Preface
This little book invites us to be a fly on the wall of an improvisational dancer's, by nature, self-invented research. We enter the dance studio during Susan Sgorbati's process of merging with a science called Emergence, which in itself, and perhaps by its own nature, is still emerging. Both of these fields have been incidentally emerging for a scant forty years.
Susan, I asked, when reading the manuscript, Can you explain this Emergence to me in your own words? Without repeating the syntax of the scientists who've offered you this template? Oh yes, she said. And began again, using the same words. Patterns, self-organization, open-ended environment, chaos, order, complexity, constraints, form, structure, selection, adaptation, endless possibilities. Part of any self-respecting improviser's core vocabulary, surely.
Ten years earlier, I'd had a conversation with Susan about the moment.
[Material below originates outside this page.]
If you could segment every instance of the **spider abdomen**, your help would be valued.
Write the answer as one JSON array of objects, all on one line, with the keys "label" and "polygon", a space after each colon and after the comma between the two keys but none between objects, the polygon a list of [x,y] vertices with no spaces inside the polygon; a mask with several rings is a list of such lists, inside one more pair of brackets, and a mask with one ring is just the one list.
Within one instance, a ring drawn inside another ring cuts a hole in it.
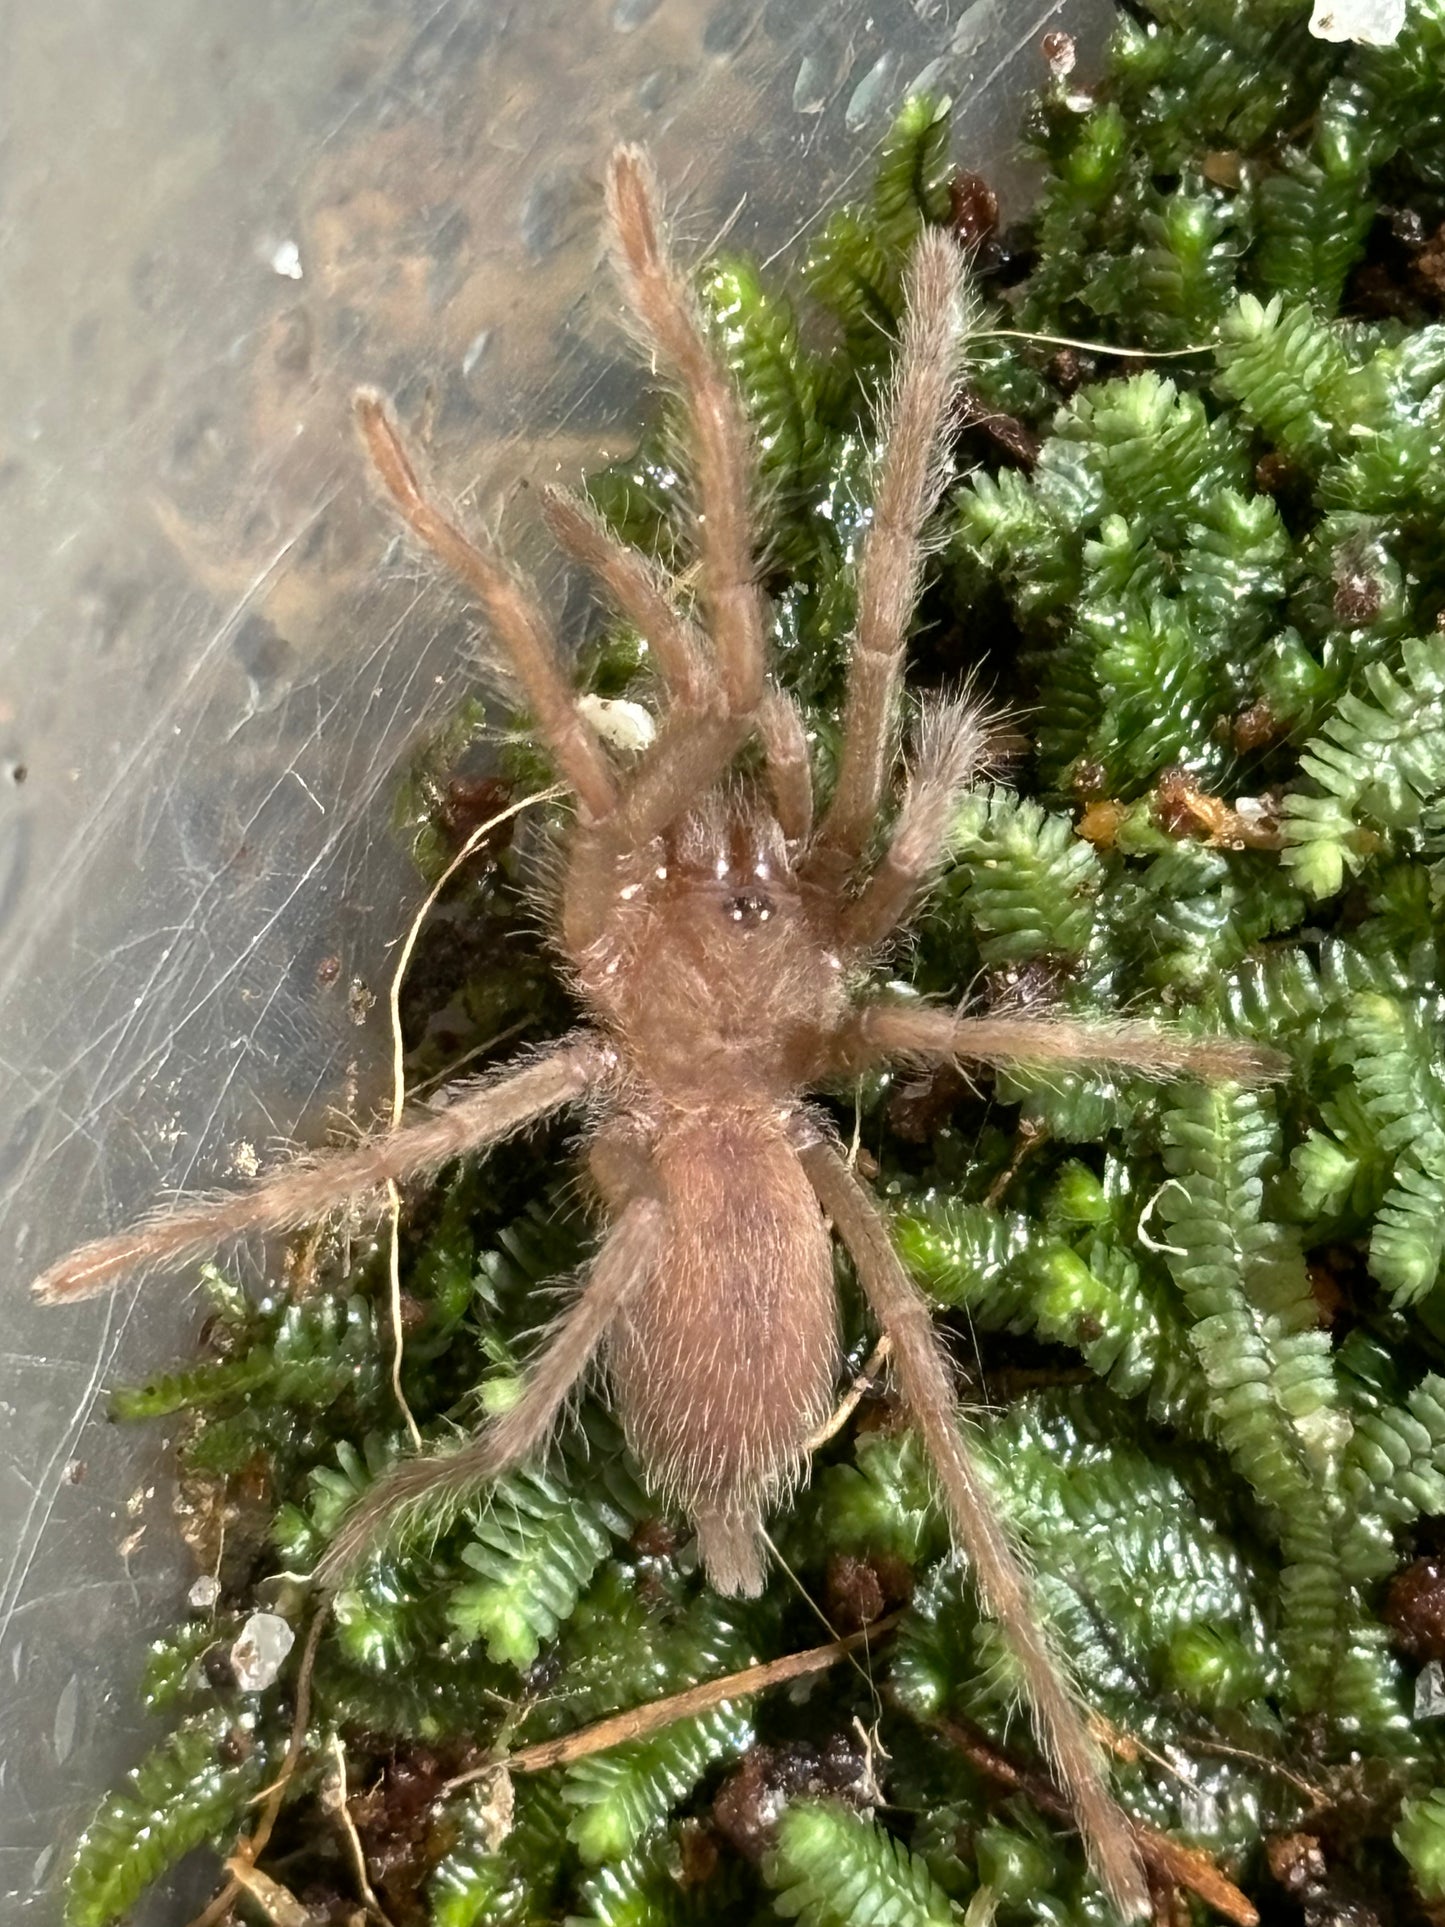
[{"label": "spider abdomen", "polygon": [[610,1340],[618,1410],[696,1526],[712,1584],[755,1593],[764,1514],[832,1402],[829,1232],[776,1117],[680,1119],[653,1157],[667,1230]]}]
She was speaking of her deepening curiosity about what she was observing in the dance studio with her improvising students. She wondered, What is the force driving the recurrence of seemingly spontaneously arising forms of action and relationships in one group of dancers after another? And then, What is the state of attention necessary to pick up on unspoken instructions that make a group action out of a bunch of individuals moving about "freely" in a space? For those of us whose bodies are our medium, where the inside form and the outside form keep a constant patter, these are themselves recurring questions. I nodded.
As you will discover in these pages, Susan went on to embody a science that mirrored her dance's desire. And so far has made it concrete, so one could interrogate the science through the improvisational dancing and experience the dancing through the science. And vice versa.
What balances the limitations of a dance pedagogy on paper with the valuable ambiguity of human artistic process are the astonishingly frank exchanges between Susan and the eminent scientists who've engaged with her and her students in the dance studio and elsewhere. As in the rest of the book, form and content speak to one another.